First, we no longer have to worry about defining a laser beam’s path by the angle it enters the triangle at. Instead, we can create a coordinate system for the expanded triangular grid and relate each angle to the coordinate of the vertex it is pointed at. We can extend this even further by noting that if we point at vertex $(4, 6)$, we will hit vertex $(2, 3)$ first. In other words, it is only possible to reach a vertex whose coordinates are coprime. It is also easy to tell what vertex the beam will leave the triangle at given this target coordinate since the vertex colours have a consistent pattern.

Second, it is easy to see in this representation how many bounces a laser beam angle (defined by a coprime pair of coordinates) will result in. Specifically, reaching a new level of the grid requires crossing two lines which correspond to reflections.

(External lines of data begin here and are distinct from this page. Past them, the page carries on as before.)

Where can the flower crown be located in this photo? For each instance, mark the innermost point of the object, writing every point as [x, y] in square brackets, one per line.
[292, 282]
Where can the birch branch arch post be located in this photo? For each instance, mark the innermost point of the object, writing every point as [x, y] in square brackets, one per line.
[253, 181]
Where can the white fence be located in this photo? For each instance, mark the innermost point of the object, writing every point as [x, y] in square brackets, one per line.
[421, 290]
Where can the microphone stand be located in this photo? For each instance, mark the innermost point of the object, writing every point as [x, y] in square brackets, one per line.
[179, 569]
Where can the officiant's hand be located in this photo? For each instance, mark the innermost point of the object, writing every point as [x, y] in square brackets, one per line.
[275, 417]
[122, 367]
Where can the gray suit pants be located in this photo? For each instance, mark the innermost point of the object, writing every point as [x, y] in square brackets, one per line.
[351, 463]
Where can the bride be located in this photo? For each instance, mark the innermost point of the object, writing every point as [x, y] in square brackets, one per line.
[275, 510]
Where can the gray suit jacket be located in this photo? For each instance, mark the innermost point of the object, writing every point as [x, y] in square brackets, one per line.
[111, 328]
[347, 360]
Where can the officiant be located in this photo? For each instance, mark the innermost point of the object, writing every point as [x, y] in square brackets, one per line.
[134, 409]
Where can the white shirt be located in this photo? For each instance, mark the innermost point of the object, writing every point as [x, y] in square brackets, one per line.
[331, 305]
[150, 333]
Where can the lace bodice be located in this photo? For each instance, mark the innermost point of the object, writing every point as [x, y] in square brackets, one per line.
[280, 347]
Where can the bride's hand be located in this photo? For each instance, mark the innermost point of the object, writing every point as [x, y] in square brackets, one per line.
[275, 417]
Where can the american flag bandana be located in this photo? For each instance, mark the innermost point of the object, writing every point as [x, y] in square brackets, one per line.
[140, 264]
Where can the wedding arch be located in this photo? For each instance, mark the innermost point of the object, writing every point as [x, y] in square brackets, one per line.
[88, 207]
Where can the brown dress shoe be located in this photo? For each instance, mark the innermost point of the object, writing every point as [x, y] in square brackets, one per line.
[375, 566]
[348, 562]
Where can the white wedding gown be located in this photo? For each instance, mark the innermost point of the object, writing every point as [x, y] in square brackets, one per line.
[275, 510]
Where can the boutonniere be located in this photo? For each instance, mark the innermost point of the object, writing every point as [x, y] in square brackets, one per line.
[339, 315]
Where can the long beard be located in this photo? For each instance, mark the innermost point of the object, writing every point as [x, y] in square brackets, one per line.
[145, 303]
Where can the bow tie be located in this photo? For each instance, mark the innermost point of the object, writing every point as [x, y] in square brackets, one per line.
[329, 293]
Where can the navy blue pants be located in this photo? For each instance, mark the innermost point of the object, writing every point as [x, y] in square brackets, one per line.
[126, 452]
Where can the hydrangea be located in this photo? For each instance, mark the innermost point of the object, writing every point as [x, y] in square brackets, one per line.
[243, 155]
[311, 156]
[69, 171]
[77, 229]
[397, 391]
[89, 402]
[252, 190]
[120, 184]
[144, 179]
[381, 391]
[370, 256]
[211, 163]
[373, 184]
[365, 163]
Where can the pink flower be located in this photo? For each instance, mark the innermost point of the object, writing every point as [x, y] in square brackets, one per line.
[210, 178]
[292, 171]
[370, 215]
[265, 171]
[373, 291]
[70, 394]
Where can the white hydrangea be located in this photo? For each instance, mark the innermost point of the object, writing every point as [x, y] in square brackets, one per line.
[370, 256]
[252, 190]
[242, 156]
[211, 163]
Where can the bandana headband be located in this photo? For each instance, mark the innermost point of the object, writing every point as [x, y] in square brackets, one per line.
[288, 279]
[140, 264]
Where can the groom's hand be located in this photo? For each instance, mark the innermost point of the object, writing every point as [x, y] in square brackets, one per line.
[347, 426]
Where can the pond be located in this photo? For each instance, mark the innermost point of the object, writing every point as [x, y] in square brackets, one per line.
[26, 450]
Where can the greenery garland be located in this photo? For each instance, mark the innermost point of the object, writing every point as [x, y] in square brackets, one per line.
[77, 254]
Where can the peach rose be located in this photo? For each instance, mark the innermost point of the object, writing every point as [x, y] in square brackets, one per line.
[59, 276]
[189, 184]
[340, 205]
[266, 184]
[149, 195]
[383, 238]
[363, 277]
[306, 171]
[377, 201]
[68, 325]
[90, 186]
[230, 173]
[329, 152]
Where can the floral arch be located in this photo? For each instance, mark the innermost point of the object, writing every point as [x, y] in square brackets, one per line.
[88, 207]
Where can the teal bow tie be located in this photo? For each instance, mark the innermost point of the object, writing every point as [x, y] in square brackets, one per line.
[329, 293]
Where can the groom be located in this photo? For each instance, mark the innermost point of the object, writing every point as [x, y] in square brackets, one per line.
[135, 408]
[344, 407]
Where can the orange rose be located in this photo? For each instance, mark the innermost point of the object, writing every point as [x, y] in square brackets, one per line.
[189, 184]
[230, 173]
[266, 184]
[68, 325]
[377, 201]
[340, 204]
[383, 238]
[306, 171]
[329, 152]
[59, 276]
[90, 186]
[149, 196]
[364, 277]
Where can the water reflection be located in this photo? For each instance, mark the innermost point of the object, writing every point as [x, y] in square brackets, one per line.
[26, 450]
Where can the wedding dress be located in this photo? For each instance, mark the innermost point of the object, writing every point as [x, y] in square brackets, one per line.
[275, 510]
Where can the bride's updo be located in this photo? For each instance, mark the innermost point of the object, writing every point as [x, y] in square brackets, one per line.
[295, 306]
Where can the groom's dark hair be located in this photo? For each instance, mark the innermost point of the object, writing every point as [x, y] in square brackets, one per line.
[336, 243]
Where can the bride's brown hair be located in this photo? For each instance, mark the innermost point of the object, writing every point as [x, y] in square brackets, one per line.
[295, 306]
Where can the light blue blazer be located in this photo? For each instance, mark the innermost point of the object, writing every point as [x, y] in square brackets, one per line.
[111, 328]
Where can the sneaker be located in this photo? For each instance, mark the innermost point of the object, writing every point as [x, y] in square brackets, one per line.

Combining these two facts, we see that our previously intimidating problem has been reduced to finding coprime numbers that sum to a given target. I have to be deliberately vague about the details and implementation of this procedure since it relates to a Project Euler question that I do not wish to spoil. Never-the-less, this simplification has taken us the majority of the way to the solution, hopefully driving home how useful the reflection principle can be.

If you have other applications of the technique, I would encourage you to share them below.